Lompat ke isi utama

Berita

TOS BARISTA Bawaslu NTT: Bawaslu Manggarai Barat Perdalam Mediasi Sengketa Berbasis Kearifan Lokal

TOS BARISTA Bawaslu NTT: Bawaslu Manggarai Barat Perdalam Mediasi Sengketa Berbasis Kearifan Lokal

Kordiv P3S, Frumensius Menti S.H., Dan Staf P3S

Labuan Bajo – Bawaslu Kabupaten Manggarai Barat mengikuti kegiatan TOS BARISTA (Temu Obrol Santai Barisan Penyelesaian Sengketa) yang diselenggarakan Bawaslu Provinsi Nusa Tenggara Timur secara daring melalui Zoom Meeting, Senin (3/8/2026).

Kegiatan pada masa non-tahapan Pemilu ini mengangkat tema "Kearifan Lokal dan Proses Mediasi dalam Sengketa Proses Pemilu" sebagai upaya memperkuat kapasitas jajaran Bawaslu dalam menjalankan fungsi penyelesaian sengketa.

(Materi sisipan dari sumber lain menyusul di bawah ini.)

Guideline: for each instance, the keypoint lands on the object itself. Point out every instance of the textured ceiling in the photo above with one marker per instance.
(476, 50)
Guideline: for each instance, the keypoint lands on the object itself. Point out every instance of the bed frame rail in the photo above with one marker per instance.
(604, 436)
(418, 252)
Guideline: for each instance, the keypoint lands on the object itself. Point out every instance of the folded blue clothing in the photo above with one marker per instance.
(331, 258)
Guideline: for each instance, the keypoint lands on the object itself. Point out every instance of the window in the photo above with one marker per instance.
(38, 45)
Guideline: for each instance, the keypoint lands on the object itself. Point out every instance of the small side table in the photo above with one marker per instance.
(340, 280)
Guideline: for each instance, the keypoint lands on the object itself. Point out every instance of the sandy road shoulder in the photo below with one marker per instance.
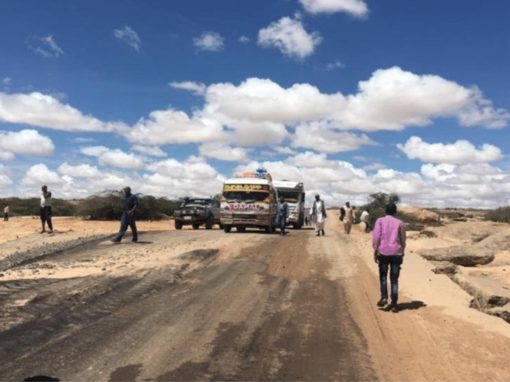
(436, 336)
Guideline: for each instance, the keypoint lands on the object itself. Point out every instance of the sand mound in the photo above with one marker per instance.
(421, 214)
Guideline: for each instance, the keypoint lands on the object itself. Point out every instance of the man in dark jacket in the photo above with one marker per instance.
(283, 209)
(129, 204)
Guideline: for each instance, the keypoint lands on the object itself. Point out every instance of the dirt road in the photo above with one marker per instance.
(195, 305)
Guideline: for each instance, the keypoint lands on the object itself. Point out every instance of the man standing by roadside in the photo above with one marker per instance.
(318, 213)
(283, 209)
(45, 210)
(389, 243)
(129, 204)
(349, 218)
(365, 218)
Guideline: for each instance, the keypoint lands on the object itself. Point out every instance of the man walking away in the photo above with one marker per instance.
(389, 243)
(365, 218)
(318, 213)
(349, 218)
(129, 204)
(283, 209)
(45, 210)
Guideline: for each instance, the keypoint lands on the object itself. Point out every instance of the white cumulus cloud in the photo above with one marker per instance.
(152, 151)
(173, 126)
(321, 138)
(128, 36)
(194, 87)
(356, 8)
(25, 142)
(120, 159)
(460, 152)
(223, 152)
(39, 174)
(42, 110)
(79, 171)
(290, 37)
(209, 41)
(45, 46)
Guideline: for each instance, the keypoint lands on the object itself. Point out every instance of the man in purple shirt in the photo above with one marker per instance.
(389, 243)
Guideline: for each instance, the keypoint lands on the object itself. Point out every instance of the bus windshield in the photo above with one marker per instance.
(245, 192)
(290, 196)
(245, 196)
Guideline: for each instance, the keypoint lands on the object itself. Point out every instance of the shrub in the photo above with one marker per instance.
(109, 207)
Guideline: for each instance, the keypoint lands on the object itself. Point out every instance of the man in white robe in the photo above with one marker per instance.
(318, 214)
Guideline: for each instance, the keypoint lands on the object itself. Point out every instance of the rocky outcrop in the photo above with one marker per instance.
(489, 296)
(482, 252)
(459, 255)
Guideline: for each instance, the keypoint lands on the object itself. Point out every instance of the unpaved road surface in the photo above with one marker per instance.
(205, 305)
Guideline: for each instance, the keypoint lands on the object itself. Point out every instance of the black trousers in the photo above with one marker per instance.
(45, 213)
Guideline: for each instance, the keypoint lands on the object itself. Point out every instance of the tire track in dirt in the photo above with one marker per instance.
(266, 312)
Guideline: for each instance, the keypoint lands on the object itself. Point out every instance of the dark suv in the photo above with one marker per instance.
(197, 211)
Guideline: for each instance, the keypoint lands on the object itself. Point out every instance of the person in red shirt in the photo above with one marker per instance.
(389, 243)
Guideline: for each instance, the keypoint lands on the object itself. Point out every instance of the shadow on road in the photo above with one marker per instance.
(410, 305)
(41, 378)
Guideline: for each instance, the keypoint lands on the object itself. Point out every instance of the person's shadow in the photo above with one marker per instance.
(410, 305)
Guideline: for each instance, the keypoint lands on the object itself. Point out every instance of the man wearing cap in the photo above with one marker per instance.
(45, 210)
(129, 204)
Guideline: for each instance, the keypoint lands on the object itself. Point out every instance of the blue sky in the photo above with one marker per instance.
(350, 96)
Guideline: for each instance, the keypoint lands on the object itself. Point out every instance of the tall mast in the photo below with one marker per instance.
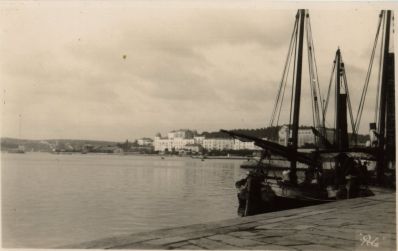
(341, 135)
(297, 94)
(383, 98)
(338, 100)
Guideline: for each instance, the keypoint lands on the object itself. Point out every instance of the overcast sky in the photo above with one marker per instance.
(116, 71)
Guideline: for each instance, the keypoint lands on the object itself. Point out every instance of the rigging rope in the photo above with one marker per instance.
(364, 91)
(283, 75)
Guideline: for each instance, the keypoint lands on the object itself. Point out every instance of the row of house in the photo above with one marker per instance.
(191, 141)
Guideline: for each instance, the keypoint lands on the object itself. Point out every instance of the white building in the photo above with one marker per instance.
(218, 144)
(305, 136)
(175, 140)
(145, 142)
(248, 145)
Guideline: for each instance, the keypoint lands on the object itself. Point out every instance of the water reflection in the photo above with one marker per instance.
(51, 200)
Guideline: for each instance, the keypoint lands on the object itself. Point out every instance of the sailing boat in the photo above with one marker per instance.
(333, 170)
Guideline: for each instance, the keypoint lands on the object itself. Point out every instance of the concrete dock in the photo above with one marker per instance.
(357, 224)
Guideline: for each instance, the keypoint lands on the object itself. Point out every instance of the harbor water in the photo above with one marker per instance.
(50, 200)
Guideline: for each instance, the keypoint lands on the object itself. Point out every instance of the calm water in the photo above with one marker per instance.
(51, 200)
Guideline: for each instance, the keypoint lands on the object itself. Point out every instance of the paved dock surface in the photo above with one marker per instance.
(356, 224)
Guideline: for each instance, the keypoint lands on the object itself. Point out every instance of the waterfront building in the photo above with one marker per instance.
(246, 145)
(305, 136)
(145, 142)
(218, 144)
(194, 148)
(175, 140)
(182, 134)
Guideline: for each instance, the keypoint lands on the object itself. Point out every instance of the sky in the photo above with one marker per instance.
(125, 70)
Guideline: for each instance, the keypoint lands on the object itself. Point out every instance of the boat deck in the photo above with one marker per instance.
(357, 224)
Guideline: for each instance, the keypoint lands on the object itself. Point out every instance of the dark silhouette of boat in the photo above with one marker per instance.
(337, 168)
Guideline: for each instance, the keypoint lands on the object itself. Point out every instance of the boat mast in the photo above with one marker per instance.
(297, 94)
(341, 135)
(383, 100)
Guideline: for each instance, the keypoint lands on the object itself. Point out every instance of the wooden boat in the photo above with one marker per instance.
(348, 176)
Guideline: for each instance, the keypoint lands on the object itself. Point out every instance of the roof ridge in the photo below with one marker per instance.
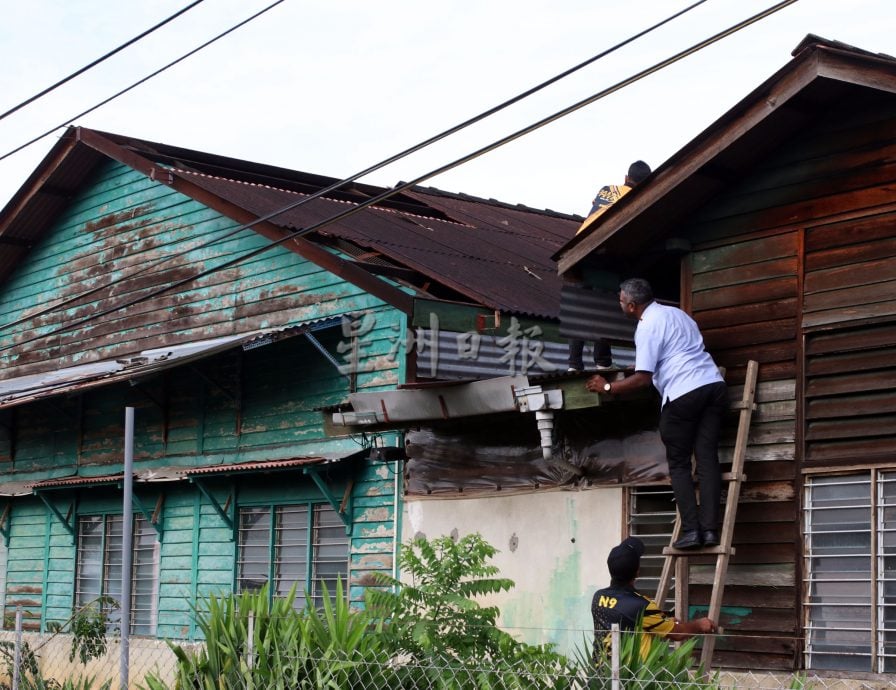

Dalam sambutannya sebagai Keynote Speaker, Anggota Bawaslu Provinsi NTT, Magdalena Y. Wake, menyampaikan bahwa masa non-tahapan merupakan momentum untuk memperkuat kapasitas kelembagaan Bawaslu. Menurutnya, TOS BARISTA menjadi ruang diskusi yang produktif guna memperdalam pemahaman mengenai penyelesaian sengketa proses Pemilu, sekaligus memperkuat pembahasan yang telah dilakukan pada pertemuan sebelumnya.

Pada sesi pemaparan materi, Anggota Bawaslu Kabupaten Lembata, Indah Purnama Dewi, menjelaskan bahwa kearifan lokal merupakan seperangkat nilai, norma, dan pengetahuan yang tumbuh dalam masyarakat dan dapat menjadi instrumen penting dalam mediasi sengketa proses Pemilu. Menurutnya, penerapan kearifan lokal berfungsi sebagai modal sosial untuk membangun kepercayaan para pihak, mendorong tercapainya win-win solution, serta mencegah eskalasi konflik sehingga penyelesaian sengketa berlangsung secara damai dan berkeadilan.

Dalam sesi diskusi, Koordinator Divisi Penanganan Pelanggaran dan Penyelesaian Sengketa Bawaslu Kabupaten Manggarai Barat, Frumensius Menti, menyampaikan bahwa pelibatan tokoh masyarakat melalui pendekatan kearifan lokal tepat diterapkan dalam sengketa antarpeserta Pemilu, yang objek sengketanya didasarkan pada kerugian langsung para pihak. Namun, pendekatan tersebut tidak berlaku dalam sengketa antara peserta Pemilu dengan penyelenggara, karena penyelesaiannya dilakukan berdasarkan ketentuan peraturan perundang-undangan dan mekanisme yang telah diatur oleh Bawaslu.

Melalui keikutsertaannya dalam TOS BARISTA, Bawaslu Kabupaten Manggarai Barat menegaskan komitmennya untuk terus meningkatkan kapasitas sumber daya manusia dan memperkuat kelembagaan, khususnya dalam pelaksanaan fungsi penanganan pelanggaran dan penyelesaian sengketa, guna mewujudkan penyelesaian sengketa proses Pemilu yang profesional, berintegritas, dan berkeadilan.